Percaya kepada Allah dalam novel Daun pun
Berdzikir karya Taufiqurrahman Al-Azizy ditemukan pada berikut.
“Doakan aku agar bisa
mendapatkan cinta dari gadis yang sepertimu.”
“Kuberdoa
kepada Allah semoga Dia menghadirkan gadis itu segera di hadapanmu.” (Halaman 66)
Pada
kutipan tersebut menggambarkan kepercayaan Bu Salamah kepada Allah bahwa Allah
akan mengabulkan doa hamba-Nya. Bu Salamah percaya kebesaran sang Khalik. Tidak
ada sesuatu yang sulit bagi Allah.
Demikian
pula peristiwa yang dialami oleh Haydar. Setelah ayahnya meninggal Haydar
menyesal dan suka menyendiri. Berdiam diri pada tempat-tempat yang sunyi, jauh
dari rumah penduduk, dan tidak berbicara selama sebulan lamanya. Orang
menganggapnya sudah gila.
Berbeda
halnya dengan Bu Salamah. Wanita yang telah melahirkan Haydar ini yakin bahwa
suatu saat Haydar akan berbicara kembali dan bertingkah laku seperti biasa.

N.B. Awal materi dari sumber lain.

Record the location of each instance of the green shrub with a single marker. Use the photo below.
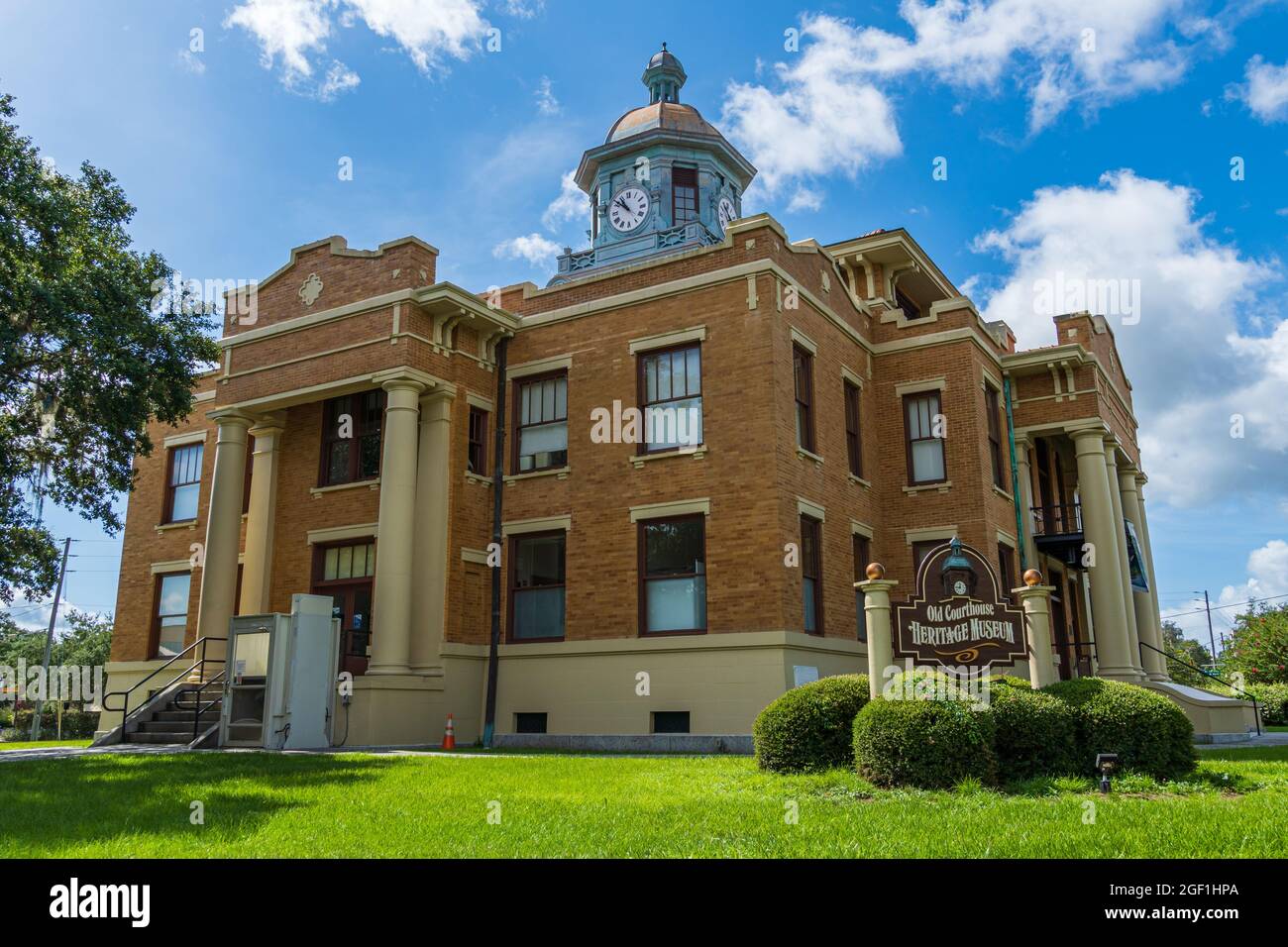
(923, 744)
(1147, 732)
(76, 723)
(1035, 733)
(810, 727)
(1273, 702)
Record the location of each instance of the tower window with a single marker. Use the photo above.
(684, 195)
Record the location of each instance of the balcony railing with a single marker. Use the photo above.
(1064, 519)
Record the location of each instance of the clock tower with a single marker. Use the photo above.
(664, 180)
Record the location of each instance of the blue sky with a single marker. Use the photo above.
(1091, 140)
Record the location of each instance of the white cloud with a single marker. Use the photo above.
(339, 78)
(533, 248)
(545, 94)
(571, 204)
(295, 31)
(1265, 91)
(831, 107)
(1192, 364)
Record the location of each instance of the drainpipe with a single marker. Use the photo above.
(1016, 474)
(497, 486)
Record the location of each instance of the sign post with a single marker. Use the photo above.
(876, 608)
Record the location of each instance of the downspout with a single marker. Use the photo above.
(497, 486)
(1016, 474)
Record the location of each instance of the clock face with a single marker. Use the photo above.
(726, 213)
(627, 209)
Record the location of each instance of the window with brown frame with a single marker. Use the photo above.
(992, 406)
(541, 423)
(351, 438)
(803, 373)
(853, 442)
(862, 557)
(170, 617)
(684, 195)
(1006, 566)
(670, 390)
(537, 581)
(183, 483)
(346, 573)
(811, 575)
(476, 458)
(673, 575)
(925, 449)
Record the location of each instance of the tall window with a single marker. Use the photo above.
(346, 573)
(803, 371)
(671, 398)
(183, 484)
(995, 436)
(476, 459)
(171, 612)
(537, 586)
(351, 437)
(674, 575)
(542, 424)
(862, 557)
(811, 573)
(853, 445)
(925, 450)
(684, 189)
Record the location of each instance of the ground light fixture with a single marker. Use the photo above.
(1106, 763)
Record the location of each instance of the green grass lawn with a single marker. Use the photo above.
(355, 804)
(40, 744)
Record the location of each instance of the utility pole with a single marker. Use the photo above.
(50, 641)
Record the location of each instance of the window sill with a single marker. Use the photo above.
(561, 472)
(179, 525)
(639, 460)
(941, 486)
(356, 484)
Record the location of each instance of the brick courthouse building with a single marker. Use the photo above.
(850, 402)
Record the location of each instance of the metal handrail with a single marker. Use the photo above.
(198, 663)
(1256, 714)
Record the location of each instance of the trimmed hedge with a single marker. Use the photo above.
(1035, 733)
(923, 744)
(810, 727)
(1273, 702)
(1149, 733)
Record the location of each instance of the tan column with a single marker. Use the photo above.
(433, 493)
(1124, 569)
(390, 637)
(1157, 625)
(876, 608)
(223, 528)
(1108, 607)
(1035, 600)
(261, 513)
(1021, 462)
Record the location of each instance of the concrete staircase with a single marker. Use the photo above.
(170, 722)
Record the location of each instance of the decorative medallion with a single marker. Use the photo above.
(310, 290)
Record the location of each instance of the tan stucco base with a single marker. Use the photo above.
(1215, 718)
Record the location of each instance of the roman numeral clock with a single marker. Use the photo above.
(664, 180)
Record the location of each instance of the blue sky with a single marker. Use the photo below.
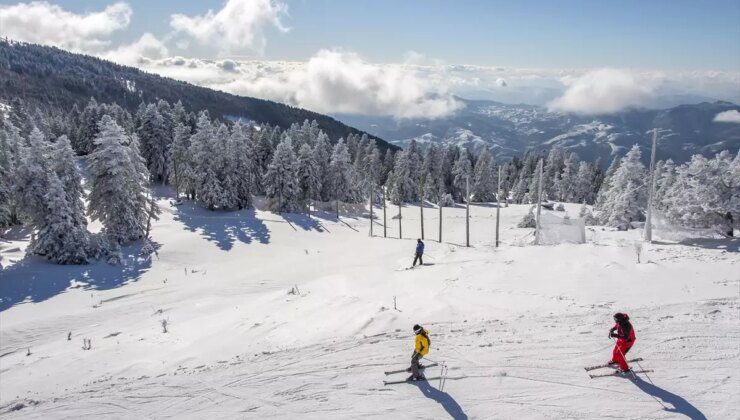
(410, 58)
(671, 35)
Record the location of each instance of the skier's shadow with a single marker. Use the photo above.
(448, 403)
(680, 405)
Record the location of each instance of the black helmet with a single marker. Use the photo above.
(620, 317)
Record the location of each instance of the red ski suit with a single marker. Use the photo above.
(625, 340)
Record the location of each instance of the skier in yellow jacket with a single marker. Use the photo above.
(421, 348)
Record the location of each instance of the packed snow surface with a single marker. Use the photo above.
(286, 316)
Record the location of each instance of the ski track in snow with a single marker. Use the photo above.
(515, 326)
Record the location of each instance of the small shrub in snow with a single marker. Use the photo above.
(446, 200)
(638, 250)
(588, 216)
(528, 221)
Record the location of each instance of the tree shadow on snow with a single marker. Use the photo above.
(303, 221)
(222, 227)
(680, 405)
(727, 244)
(36, 280)
(448, 403)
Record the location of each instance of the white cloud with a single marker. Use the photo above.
(45, 23)
(239, 25)
(731, 116)
(145, 49)
(604, 91)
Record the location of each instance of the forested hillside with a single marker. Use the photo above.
(48, 77)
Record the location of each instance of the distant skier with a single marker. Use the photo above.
(625, 335)
(419, 252)
(421, 348)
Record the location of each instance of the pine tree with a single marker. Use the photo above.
(308, 174)
(118, 193)
(242, 167)
(155, 141)
(461, 172)
(41, 195)
(66, 170)
(566, 182)
(281, 176)
(626, 198)
(484, 181)
(322, 155)
(180, 169)
(340, 173)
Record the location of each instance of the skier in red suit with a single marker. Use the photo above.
(625, 335)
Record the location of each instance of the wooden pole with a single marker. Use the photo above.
(400, 236)
(648, 233)
(421, 209)
(385, 228)
(539, 203)
(467, 211)
(498, 204)
(440, 220)
(371, 209)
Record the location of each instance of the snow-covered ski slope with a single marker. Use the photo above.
(515, 325)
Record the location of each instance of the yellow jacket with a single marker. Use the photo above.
(421, 342)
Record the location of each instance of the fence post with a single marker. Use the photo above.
(371, 209)
(421, 209)
(467, 211)
(400, 236)
(498, 204)
(440, 221)
(385, 232)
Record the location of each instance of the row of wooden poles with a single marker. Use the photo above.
(421, 210)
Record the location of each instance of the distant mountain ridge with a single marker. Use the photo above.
(51, 77)
(513, 129)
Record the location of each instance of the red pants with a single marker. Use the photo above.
(620, 350)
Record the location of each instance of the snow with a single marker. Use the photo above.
(515, 324)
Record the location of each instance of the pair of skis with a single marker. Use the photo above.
(392, 372)
(615, 373)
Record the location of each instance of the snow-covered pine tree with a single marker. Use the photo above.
(65, 167)
(606, 184)
(155, 141)
(553, 170)
(263, 150)
(10, 147)
(626, 198)
(340, 173)
(322, 155)
(665, 176)
(582, 187)
(404, 188)
(483, 185)
(705, 191)
(59, 237)
(565, 184)
(462, 171)
(308, 174)
(83, 142)
(118, 187)
(243, 170)
(180, 169)
(281, 178)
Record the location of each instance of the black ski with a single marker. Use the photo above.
(626, 374)
(638, 359)
(391, 372)
(435, 378)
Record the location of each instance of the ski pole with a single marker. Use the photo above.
(634, 375)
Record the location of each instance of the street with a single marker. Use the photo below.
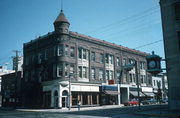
(122, 112)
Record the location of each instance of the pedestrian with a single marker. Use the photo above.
(79, 105)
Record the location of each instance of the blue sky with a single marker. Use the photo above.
(130, 23)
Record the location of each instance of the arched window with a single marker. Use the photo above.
(64, 93)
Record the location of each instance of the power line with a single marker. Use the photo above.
(148, 44)
(126, 20)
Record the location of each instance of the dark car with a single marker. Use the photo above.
(150, 101)
(165, 100)
(131, 102)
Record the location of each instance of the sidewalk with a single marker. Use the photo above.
(160, 113)
(71, 110)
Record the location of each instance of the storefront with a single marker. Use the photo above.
(108, 95)
(57, 95)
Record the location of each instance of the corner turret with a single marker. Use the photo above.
(61, 24)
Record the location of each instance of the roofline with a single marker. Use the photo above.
(109, 44)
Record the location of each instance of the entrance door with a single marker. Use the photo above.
(64, 101)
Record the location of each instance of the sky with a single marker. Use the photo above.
(131, 23)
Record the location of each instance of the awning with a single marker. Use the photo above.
(135, 93)
(150, 94)
(111, 92)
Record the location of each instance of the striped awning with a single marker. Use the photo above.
(135, 93)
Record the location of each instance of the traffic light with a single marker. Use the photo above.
(153, 64)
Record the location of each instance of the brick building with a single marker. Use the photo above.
(170, 14)
(11, 89)
(63, 59)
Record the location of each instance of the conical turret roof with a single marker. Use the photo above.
(61, 18)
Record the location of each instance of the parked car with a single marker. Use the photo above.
(165, 100)
(131, 102)
(149, 101)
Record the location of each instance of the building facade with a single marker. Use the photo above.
(3, 71)
(170, 14)
(11, 89)
(65, 66)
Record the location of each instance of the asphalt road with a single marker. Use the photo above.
(122, 112)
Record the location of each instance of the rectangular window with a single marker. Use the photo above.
(59, 70)
(71, 69)
(111, 59)
(80, 71)
(84, 72)
(46, 54)
(60, 50)
(84, 54)
(142, 64)
(80, 53)
(93, 56)
(134, 77)
(179, 40)
(72, 51)
(66, 70)
(154, 82)
(131, 61)
(177, 11)
(101, 74)
(142, 79)
(118, 75)
(101, 58)
(107, 58)
(107, 75)
(124, 62)
(130, 78)
(110, 75)
(93, 74)
(118, 61)
(66, 50)
(39, 58)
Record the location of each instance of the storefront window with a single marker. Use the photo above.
(101, 74)
(59, 70)
(93, 74)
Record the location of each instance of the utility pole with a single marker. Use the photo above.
(16, 76)
(137, 83)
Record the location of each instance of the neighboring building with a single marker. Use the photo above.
(170, 13)
(19, 63)
(11, 89)
(155, 81)
(164, 86)
(50, 60)
(3, 71)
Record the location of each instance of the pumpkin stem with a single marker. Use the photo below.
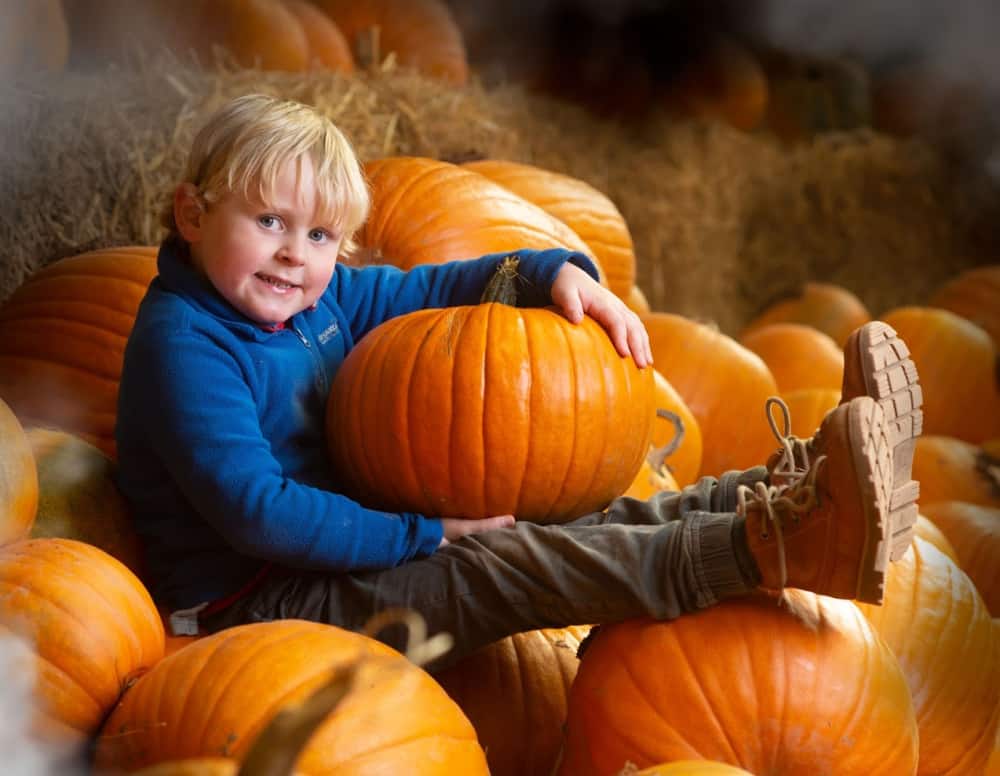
(502, 287)
(279, 744)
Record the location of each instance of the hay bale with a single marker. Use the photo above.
(723, 221)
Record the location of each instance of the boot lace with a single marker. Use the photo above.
(791, 491)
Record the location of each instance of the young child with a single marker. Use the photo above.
(220, 432)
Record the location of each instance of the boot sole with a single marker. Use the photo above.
(891, 379)
(873, 465)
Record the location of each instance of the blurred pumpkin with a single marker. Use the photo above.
(421, 33)
(811, 679)
(216, 694)
(429, 212)
(825, 306)
(799, 356)
(582, 207)
(974, 532)
(489, 409)
(514, 692)
(78, 498)
(723, 383)
(63, 340)
(18, 479)
(92, 623)
(950, 469)
(936, 624)
(957, 361)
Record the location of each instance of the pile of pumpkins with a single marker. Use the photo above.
(804, 685)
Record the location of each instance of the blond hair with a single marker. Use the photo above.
(244, 146)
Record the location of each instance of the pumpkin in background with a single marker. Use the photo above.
(429, 212)
(216, 694)
(514, 692)
(62, 340)
(797, 689)
(825, 306)
(974, 532)
(92, 623)
(327, 45)
(957, 361)
(78, 498)
(18, 479)
(421, 33)
(33, 36)
(950, 469)
(724, 83)
(489, 409)
(583, 208)
(975, 295)
(927, 530)
(808, 406)
(940, 631)
(799, 356)
(724, 384)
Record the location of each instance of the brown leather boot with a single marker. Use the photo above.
(824, 529)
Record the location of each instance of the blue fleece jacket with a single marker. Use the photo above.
(220, 427)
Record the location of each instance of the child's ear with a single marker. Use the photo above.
(188, 211)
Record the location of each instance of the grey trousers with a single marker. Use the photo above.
(672, 554)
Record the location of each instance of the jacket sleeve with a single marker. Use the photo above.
(372, 295)
(207, 434)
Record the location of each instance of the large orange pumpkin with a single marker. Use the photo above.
(514, 692)
(92, 623)
(583, 208)
(974, 532)
(957, 361)
(950, 469)
(18, 479)
(216, 694)
(724, 384)
(422, 34)
(799, 356)
(938, 627)
(797, 690)
(975, 295)
(489, 409)
(62, 340)
(825, 306)
(78, 498)
(429, 212)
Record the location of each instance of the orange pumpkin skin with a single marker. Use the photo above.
(63, 339)
(328, 47)
(489, 409)
(18, 479)
(583, 208)
(724, 384)
(798, 356)
(825, 306)
(213, 697)
(78, 498)
(938, 627)
(429, 212)
(803, 689)
(93, 625)
(515, 692)
(950, 469)
(957, 361)
(421, 33)
(808, 406)
(973, 531)
(975, 295)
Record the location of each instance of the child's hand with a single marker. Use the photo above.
(576, 293)
(457, 527)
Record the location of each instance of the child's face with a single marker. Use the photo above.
(269, 260)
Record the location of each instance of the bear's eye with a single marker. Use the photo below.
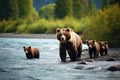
(68, 30)
(58, 30)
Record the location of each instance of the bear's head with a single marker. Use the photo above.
(91, 43)
(27, 50)
(103, 44)
(63, 34)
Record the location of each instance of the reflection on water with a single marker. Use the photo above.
(15, 66)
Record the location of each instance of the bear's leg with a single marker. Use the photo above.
(62, 53)
(36, 56)
(79, 52)
(101, 52)
(90, 53)
(73, 54)
(29, 56)
(106, 51)
(95, 53)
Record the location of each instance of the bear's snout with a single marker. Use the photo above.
(103, 47)
(90, 46)
(62, 37)
(26, 52)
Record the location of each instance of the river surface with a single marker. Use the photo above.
(15, 66)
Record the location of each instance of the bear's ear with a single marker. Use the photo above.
(106, 42)
(23, 46)
(93, 41)
(29, 46)
(58, 30)
(68, 29)
(99, 42)
(86, 41)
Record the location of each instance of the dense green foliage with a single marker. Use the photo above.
(16, 9)
(8, 9)
(47, 11)
(63, 8)
(105, 25)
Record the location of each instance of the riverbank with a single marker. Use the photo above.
(15, 35)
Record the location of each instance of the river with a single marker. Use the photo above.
(15, 66)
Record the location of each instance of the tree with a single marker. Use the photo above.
(25, 7)
(105, 3)
(8, 9)
(91, 7)
(63, 8)
(78, 8)
(47, 11)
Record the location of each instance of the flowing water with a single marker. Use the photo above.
(15, 66)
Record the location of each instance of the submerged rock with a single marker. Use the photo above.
(82, 62)
(79, 67)
(114, 68)
(90, 60)
(110, 59)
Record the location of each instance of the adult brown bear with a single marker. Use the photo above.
(69, 41)
(93, 48)
(31, 52)
(103, 48)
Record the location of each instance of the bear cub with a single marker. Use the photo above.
(93, 47)
(103, 48)
(69, 42)
(31, 52)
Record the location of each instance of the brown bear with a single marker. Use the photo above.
(31, 52)
(103, 48)
(69, 41)
(93, 47)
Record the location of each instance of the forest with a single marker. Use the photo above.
(19, 16)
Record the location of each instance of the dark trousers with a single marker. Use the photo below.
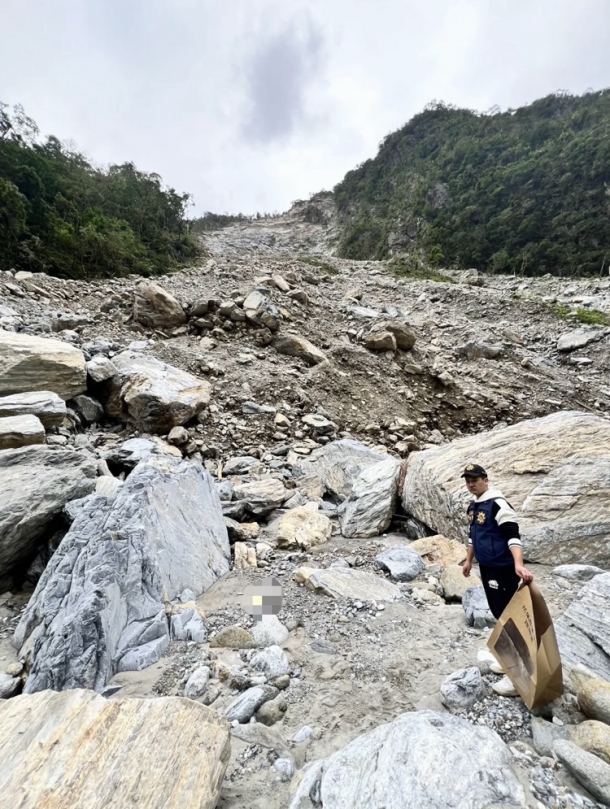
(500, 585)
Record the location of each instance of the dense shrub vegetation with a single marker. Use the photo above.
(524, 191)
(61, 215)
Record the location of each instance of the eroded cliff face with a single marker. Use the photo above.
(299, 394)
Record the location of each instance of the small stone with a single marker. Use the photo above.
(178, 436)
(197, 683)
(463, 689)
(245, 705)
(402, 562)
(233, 637)
(269, 631)
(455, 584)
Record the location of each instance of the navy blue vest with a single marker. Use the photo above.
(490, 547)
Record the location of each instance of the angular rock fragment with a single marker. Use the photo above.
(402, 563)
(476, 608)
(380, 341)
(341, 582)
(35, 484)
(589, 770)
(197, 683)
(579, 338)
(243, 707)
(152, 394)
(438, 550)
(259, 309)
(100, 369)
(583, 631)
(45, 405)
(404, 336)
(579, 573)
(368, 509)
(303, 527)
(88, 409)
(29, 363)
(20, 431)
(154, 307)
(99, 606)
(87, 752)
(244, 556)
(463, 689)
(561, 492)
(455, 584)
(336, 467)
(271, 661)
(260, 497)
(269, 631)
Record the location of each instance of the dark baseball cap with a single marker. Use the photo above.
(474, 470)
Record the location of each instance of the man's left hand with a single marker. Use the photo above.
(524, 574)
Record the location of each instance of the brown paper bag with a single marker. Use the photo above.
(524, 644)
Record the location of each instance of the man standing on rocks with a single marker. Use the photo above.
(496, 544)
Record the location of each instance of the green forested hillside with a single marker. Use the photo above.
(61, 215)
(525, 191)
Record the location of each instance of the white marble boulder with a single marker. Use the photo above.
(99, 605)
(30, 363)
(421, 760)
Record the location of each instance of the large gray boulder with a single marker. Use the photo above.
(80, 750)
(35, 484)
(560, 488)
(29, 363)
(47, 406)
(583, 631)
(335, 468)
(152, 394)
(153, 306)
(422, 760)
(368, 509)
(99, 606)
(592, 772)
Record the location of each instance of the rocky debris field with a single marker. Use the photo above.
(279, 416)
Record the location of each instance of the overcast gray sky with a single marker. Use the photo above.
(251, 104)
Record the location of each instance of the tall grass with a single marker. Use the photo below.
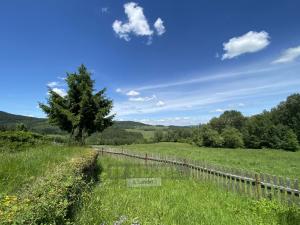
(176, 201)
(275, 162)
(20, 168)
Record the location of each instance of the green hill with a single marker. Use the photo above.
(41, 125)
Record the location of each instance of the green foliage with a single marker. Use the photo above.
(261, 132)
(11, 141)
(38, 125)
(80, 112)
(232, 138)
(50, 200)
(176, 201)
(211, 137)
(288, 113)
(230, 118)
(115, 136)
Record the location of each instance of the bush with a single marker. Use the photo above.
(232, 138)
(290, 141)
(19, 140)
(211, 138)
(52, 199)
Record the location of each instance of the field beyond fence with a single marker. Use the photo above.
(255, 185)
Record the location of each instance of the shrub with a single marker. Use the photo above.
(290, 141)
(232, 138)
(211, 138)
(52, 198)
(19, 140)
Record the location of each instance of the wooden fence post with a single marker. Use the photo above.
(146, 158)
(257, 185)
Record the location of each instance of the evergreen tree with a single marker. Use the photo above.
(80, 112)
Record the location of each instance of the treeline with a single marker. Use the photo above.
(116, 136)
(277, 129)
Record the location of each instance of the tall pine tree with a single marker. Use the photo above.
(80, 112)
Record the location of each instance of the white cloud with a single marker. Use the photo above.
(160, 103)
(137, 22)
(247, 43)
(220, 110)
(194, 102)
(104, 9)
(159, 26)
(206, 78)
(142, 99)
(289, 55)
(53, 84)
(133, 93)
(60, 91)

Dengan kepercayaan kepada Allah Bu Salamah tidak henti memohon pertolongan
kepada Allah, seperti berikut ini.
Sekian lama, Haydar dan ibunya saling diam. Mereka sibuk
dengan hatinya sendiri-sendiri. Haydar sibuk mengenang ayahnya kembali, sedang
Bu Salamah sibuk memikirkan Haydar. Tubuh anaknya itu semakin lama semakin
kurus saja, bagai ranting kering yang akan patah. Haydar belum bisa melupakan
ayahnya, sedangkan Bu Salamah terus memohon kepada Allah agar Dia berkenan
mencabut penyesalan Haydar dari hatinya. (Halaman 71)
Tersebut
menggambarkan kepercayaan Bu Salamah kepada Allah swt untuk
mengembalikan perasaan dan perbuatan Haydar seperti semula sebelum ayahnya
meninggal. Haydar sering menyendiri dan mendatangi kuburan ayahnya berlama-lama
di sana bahkan sampai larut malam. Haydar berada di pusara ayahnya melantungkan
kalimat-kalimat penyesalan. Ia menjadi pemuda yang tidak riang lagi, diam
seribu bahasa selama berminggu-minggu hingga berbulan-bulan.
Bu Salamah, ibu
Haydar yakin dan percaya kepada Allah
bahwa Allah akan mengembalikan keadaan Haydar menjadi pemuda yang rajin dan
tidak berputus asa, seperti berikut ini.
Gemericik air sungai seumpama kidung puji-pujian dalam
ungkapan yang amat sederhana kepada Tuhan. Airnya yang dingin dan bening seakan
rindu agar semua orang di dukuh itu menggunakannya untuk berwudhu. Hati Haydar
bersenandung, ”Cinta laksana air. Mengalir dari hulu menuju hilir. Asal cinta
adalah Tuhan. Airnya membasahi jiwa-jiwa yang kehausan.
“Jika hati percaya
keberadaan cinta. Jiwa mesti percaya pada sumbernya. Sumber cinta tetap kan
suci. Hingga airnya meresap ke sanubari. Kepada-Mu, duhai Yang Maha Suci. Segala
sesuatu tunduk rebahkan diri. Inilah aku yang hendak memuja-Mu. Membasahi
wajah, tangan, dan kaki, pasrah pada kehendak-Mu.” (Halaman 77)
Pada kalimat
tersebut menggambarkan kepercayaan kepada
Allah swt atas segala bumi dan isinya. Sang tokoh percaya bahwa Allah yang
mengatur dunia ini. Oleh karena itu, manusia tunduk dan rebahkan diri mengikuti
perintah Tuhannya (Allah).
Selain Bu
Salamah, tokoh Asep percaya pula bahwa selama ini Allah telah melihat segala
sesuatu yang dikerjakan oleh manusia. Allah Maha Melihat segala sesuatu yang
disembunyikan ummatnya. Kepercayaan kepada Allah swt tergambar pada berikut ini.
"Oh,
siapakah aku selama ini? Dalam kemiskinan, dia lantunkan puji dan puja. Dalam
gelimang harta, bergelimang pula noda dan dosa.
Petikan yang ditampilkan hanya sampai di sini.